Loop: Congrats on five years at the University of Florida! Can you talk about your time here?
JD: There's this thrust behind everything that the UF College of the Arts is doing that’s been really expansive for me, both as an artist and as a human being.
I think across all areas [at the School of Theatre + Dance], we are really looking at systemic ways that curriculum has been designed to hold certain populations back and/or only tell certain stories — and how we can disrupt that.
If you take costume history, for example: in almost every university in the United States, it's taught from the beginning of time to modern day, in the same sequence. You get the terminology and the visual: male and female costume history, and maybe children’s [costume history]. It's very formulaic — to the point where I could, today, pull out my notes from graduate school 15 years ago and teach the same course.
But as a costume designer, if you can Google and in five seconds determine what a female-presenting character from the 1920s would wear — I don't need to teach you that. You don't need to pay the University of Florida to teach you that. There’s a lot of opportunity, here, to disrupt that formulaic structure.
Our approach, here, is: what is the information we can present that you can't find on your own What are the skills and ways of thinking that we need to push forward to move students into the next era?
Loop: During your time at UF, you’ve also continued working as the costume designer for productions in New York. The COVID-19 pandemic put much of that work on hold (as it did for so many artists). As things are going “back to normal,” or perhaps a “new normal” in 2022 — can you speak to how the pandemic affected the costume industry?
JD: I think the most interesting thing is the advocacy the industry has started on its own behalf. John Kristiansen and Brian Blythe who own a couture costume shop in New York started the Costume Industry Coalition while the industry was collapsing. Their immediate goal at the time was: how do we stay afloat? How are we ever going to come out of this without having to change careers?
Most people would be surprised that even those high-end costume shops in New York that are doing Broadway shows — they don't really profit from those shows. They break even. It takes a lot for one of those shops to get on the right side of the profit spectrum.
The Costume Industry Coalition comprised of small and large shops as well as adjacent businesses joined together to start looking at business practices and their impact on a broad scale … they started looking at pay rates, for example, which have been, historically, very low for costume designers and in costume shops — which is something that is rooted in misogyny.

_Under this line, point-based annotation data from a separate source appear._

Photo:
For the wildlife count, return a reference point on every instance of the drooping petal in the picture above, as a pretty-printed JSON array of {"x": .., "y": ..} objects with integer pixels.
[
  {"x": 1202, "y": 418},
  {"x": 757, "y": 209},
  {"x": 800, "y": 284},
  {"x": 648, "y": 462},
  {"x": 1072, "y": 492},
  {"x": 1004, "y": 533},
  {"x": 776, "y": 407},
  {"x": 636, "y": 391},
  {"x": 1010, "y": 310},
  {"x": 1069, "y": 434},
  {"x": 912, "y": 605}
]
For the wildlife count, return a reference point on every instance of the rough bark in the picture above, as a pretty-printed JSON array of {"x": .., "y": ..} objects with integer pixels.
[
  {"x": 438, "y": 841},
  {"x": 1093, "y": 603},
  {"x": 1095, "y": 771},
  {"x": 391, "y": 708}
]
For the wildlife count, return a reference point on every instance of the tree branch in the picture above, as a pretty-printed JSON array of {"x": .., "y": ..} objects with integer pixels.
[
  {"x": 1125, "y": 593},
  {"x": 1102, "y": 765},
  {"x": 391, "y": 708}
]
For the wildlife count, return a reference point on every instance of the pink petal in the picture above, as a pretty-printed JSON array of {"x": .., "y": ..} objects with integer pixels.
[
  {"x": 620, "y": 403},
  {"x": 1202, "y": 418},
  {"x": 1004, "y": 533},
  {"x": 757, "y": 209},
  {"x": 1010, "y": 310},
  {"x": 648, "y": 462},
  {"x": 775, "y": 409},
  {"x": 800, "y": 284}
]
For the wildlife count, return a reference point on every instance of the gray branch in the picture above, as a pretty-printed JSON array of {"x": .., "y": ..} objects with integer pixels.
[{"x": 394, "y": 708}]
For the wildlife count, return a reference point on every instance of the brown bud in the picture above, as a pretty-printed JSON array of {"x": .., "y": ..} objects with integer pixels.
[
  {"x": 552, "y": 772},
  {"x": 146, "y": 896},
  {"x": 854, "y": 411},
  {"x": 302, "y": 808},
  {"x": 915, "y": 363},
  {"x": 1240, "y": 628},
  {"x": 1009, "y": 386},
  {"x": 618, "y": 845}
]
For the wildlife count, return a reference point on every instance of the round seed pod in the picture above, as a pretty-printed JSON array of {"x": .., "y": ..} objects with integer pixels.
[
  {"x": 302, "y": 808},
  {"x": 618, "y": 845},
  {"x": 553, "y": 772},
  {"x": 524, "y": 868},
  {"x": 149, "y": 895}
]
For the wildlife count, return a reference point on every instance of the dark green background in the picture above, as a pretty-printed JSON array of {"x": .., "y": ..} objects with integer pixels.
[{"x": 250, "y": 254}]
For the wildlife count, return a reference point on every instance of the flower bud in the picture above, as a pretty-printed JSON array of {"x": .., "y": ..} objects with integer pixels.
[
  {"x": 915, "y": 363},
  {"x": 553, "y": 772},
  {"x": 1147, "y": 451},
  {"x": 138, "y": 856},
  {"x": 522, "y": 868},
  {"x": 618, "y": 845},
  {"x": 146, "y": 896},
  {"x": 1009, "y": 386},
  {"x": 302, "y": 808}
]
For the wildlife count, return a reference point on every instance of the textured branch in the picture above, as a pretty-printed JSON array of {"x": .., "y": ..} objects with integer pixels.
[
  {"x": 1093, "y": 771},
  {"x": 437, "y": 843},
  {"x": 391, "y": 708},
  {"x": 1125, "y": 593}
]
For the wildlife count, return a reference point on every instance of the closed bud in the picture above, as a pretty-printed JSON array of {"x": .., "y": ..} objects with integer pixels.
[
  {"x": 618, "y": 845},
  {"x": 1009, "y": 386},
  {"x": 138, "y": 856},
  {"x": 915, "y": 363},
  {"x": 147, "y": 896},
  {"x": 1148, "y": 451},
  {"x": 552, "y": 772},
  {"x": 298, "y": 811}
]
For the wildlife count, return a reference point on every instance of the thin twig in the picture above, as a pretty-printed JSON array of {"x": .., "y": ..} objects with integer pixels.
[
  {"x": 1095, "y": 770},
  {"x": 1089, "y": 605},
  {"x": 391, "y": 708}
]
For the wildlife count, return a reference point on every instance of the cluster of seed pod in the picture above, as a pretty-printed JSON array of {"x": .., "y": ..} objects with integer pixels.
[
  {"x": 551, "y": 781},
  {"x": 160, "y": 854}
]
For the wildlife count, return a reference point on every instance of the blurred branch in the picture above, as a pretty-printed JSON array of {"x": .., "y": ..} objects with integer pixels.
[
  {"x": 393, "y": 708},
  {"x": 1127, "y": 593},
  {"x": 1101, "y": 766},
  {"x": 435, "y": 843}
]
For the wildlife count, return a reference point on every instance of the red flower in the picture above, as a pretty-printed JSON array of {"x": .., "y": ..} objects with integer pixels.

In general, everyone started to assess: ‘Why am I doing this in this way? What is it getting me? What are the values of my time?’ When you suddenly stop running around trying to get everything done on a deadline, you have all this time to assess and potentially reprioritize. For the industry to return to full capacity, substantial change was required in the way peopleand the work is valued.
Of course, without actually being in those costume shops — it's hard to tell, yet, what has actually changed [since 2020]. But I think now comes real work that, hopefully, we will continue toward: antiracism, equity, diversity, and inclusion in the industry.
Youtube: Why Is Anyone Listening To Me? | Jennifer Dasher | TEDxUF
Dasher’s upcoming book is titled, Bringing Set and Costume Designs to Fruition: Made by Teams. It isco-authored by Lynne Koscielniak, Professor of Scenography in the Department of Theatre and Dance at the University at Buffalo and Jonathan Shimon, associate professor of Theatre Technology in the Department of Theatre and Dance at the University at Buffalo.